‘Dreamlands’ is a new collection of work by British photographer Rob Ball, comprising of a series of tintypes created on the site of Dreamland, an old disused amusement arcade in Margate, Kent.
The exhibition presents over twenty tintypes and silver gelatin prints
alongside original Dreamland memorabilia including old signs, tickets, pool balls, remnants of arcade machines, an original Victorian tintype taken in Margate and colour photographs taken when Dreamland was first shut down in 2003.
The site of the park was first used for amusement rides as early as 1880 but established itself as Dreamland in 1920. It became a much-loved tourist attraction but after years of a steady decline in visitors and a slow dismantling of iconic rides, the park eventually closed in 2003. A decade long campaign to restore it back to a fully operational amusement park will see it reopen to the public this June.
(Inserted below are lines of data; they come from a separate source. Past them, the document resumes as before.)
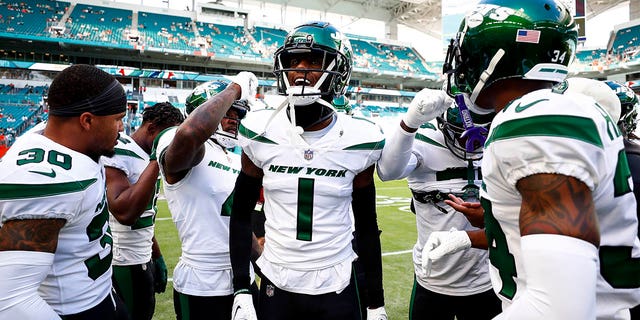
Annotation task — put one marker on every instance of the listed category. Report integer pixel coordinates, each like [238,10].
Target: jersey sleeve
[560,143]
[370,139]
[118,162]
[164,140]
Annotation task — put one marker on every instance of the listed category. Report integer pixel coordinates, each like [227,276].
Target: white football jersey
[200,206]
[41,179]
[465,272]
[132,244]
[307,191]
[547,132]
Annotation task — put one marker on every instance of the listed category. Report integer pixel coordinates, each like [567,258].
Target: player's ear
[86,119]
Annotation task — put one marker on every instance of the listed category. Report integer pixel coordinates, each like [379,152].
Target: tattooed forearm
[31,235]
[557,204]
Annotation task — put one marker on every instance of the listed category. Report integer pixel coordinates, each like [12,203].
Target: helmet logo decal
[528,36]
[493,12]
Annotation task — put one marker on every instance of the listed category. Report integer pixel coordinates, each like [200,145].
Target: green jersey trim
[367,146]
[572,127]
[128,153]
[247,133]
[10,191]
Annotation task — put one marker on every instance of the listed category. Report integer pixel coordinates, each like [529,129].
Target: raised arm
[128,201]
[397,160]
[187,147]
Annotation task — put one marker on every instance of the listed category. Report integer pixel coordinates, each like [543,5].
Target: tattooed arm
[557,204]
[26,255]
[559,240]
[31,235]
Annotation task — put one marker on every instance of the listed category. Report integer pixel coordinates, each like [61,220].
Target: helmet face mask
[450,123]
[629,105]
[227,138]
[501,39]
[328,54]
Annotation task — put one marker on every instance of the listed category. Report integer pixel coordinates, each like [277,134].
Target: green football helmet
[206,91]
[628,106]
[320,41]
[500,39]
[341,104]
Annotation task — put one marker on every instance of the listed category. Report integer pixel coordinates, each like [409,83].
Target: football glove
[426,106]
[154,147]
[377,314]
[243,306]
[441,243]
[159,275]
[248,83]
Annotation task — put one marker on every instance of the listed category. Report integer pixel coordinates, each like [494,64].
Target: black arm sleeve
[245,196]
[368,242]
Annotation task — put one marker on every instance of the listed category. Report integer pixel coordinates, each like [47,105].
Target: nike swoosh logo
[51,174]
[520,108]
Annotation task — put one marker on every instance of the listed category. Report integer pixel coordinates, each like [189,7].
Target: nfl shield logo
[308,154]
[269,290]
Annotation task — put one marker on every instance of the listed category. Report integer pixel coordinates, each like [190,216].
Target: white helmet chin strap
[486,74]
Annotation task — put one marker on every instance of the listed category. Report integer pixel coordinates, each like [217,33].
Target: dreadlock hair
[162,114]
[76,83]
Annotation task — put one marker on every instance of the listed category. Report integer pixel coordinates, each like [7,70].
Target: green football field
[398,236]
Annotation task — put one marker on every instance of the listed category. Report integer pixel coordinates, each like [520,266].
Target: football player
[436,161]
[559,211]
[198,174]
[55,241]
[313,163]
[132,190]
[627,123]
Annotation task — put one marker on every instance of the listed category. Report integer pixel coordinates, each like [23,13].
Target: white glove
[442,243]
[248,83]
[377,314]
[243,307]
[426,106]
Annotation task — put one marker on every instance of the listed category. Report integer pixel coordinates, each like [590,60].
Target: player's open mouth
[302,81]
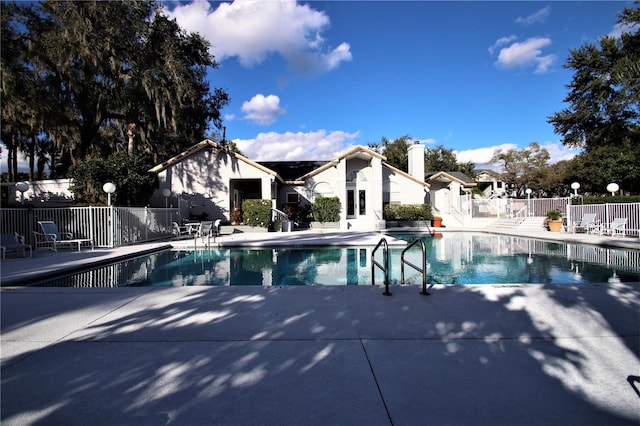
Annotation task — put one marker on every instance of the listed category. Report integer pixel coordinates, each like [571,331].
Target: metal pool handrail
[422,269]
[384,267]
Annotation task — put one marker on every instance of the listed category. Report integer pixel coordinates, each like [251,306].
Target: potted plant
[554,220]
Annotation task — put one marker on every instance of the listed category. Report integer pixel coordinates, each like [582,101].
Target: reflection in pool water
[460,258]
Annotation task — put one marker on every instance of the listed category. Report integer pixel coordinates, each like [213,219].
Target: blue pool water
[457,258]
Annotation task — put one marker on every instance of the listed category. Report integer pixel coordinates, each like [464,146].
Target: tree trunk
[131,134]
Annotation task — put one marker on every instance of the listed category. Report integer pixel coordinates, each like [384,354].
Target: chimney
[416,160]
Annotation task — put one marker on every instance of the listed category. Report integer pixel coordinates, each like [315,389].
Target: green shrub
[326,209]
[408,212]
[554,215]
[256,212]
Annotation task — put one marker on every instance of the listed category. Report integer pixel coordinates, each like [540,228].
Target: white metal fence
[106,226]
[606,213]
[515,207]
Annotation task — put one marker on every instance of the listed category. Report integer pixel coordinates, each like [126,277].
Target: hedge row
[408,212]
[256,212]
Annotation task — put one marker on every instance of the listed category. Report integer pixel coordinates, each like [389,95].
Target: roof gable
[207,143]
[458,177]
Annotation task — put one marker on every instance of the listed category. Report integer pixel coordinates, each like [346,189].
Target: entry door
[356,202]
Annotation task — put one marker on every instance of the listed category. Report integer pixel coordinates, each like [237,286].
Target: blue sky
[309,80]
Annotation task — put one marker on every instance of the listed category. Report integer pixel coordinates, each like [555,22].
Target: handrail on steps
[384,267]
[422,269]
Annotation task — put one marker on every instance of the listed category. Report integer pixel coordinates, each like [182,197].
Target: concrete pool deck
[504,354]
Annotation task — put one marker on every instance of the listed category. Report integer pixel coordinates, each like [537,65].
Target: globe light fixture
[575,186]
[166,193]
[22,187]
[109,188]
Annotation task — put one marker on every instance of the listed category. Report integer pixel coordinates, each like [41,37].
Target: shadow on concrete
[325,355]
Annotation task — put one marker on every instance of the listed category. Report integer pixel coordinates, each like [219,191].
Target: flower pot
[555,225]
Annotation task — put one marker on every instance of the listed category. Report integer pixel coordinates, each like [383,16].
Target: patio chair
[15,242]
[179,231]
[588,224]
[617,227]
[205,230]
[51,238]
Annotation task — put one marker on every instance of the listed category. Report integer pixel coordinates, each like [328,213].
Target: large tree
[603,113]
[396,151]
[107,76]
[529,168]
[604,94]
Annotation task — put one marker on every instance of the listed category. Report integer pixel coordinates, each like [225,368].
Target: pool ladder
[384,267]
[422,268]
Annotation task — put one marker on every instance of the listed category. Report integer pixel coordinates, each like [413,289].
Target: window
[293,198]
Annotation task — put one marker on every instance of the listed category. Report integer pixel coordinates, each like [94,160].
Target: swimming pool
[457,258]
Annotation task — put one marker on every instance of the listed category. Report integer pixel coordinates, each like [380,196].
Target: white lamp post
[22,187]
[109,188]
[166,193]
[575,186]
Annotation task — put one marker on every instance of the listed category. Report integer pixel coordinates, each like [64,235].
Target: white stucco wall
[202,180]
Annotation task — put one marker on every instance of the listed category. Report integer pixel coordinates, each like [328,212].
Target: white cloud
[253,30]
[299,146]
[501,42]
[619,28]
[526,54]
[263,109]
[539,16]
[481,156]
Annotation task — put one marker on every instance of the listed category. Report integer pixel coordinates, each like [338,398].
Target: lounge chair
[13,242]
[179,231]
[204,230]
[588,224]
[617,227]
[51,238]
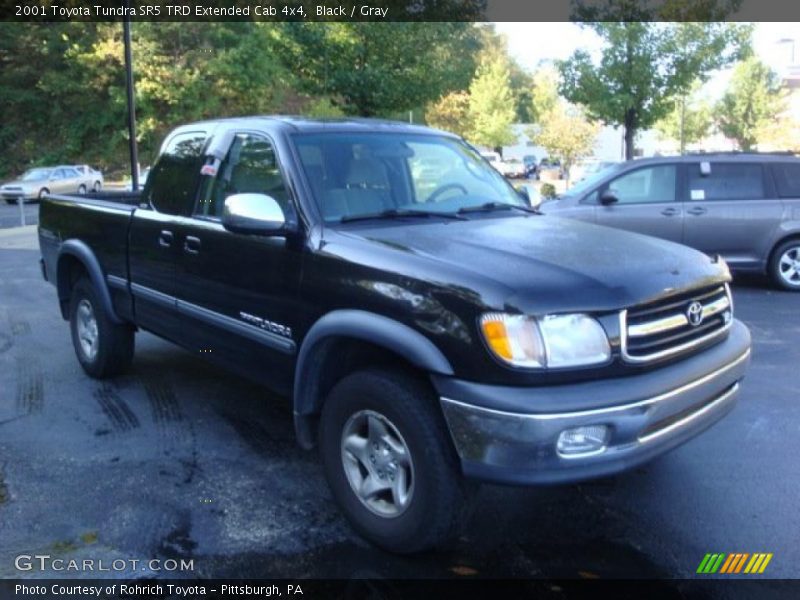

Continuing his long-standing interest in the interaction and habitation of landscapes and spaces of leisure, Ball began this project in 2013, deciding to use tintypes
to document the restoration process of the park as a way of emphasising the physicality of the landscape and its imperfections. Every time he visited the site Ball constructed a temporary darkroom in which the tintype was coated, sensitised, exposed, developed and fixed in-situ. Each plate carries the evidence of the environment in which it was made; dust, debris, fingerprints and even the quality of daylight are all recorded on its surface. The result is a unique object. Silently haunting images are devoid of human presence, revealing the passage of time and decay alongside the process of rebuilding.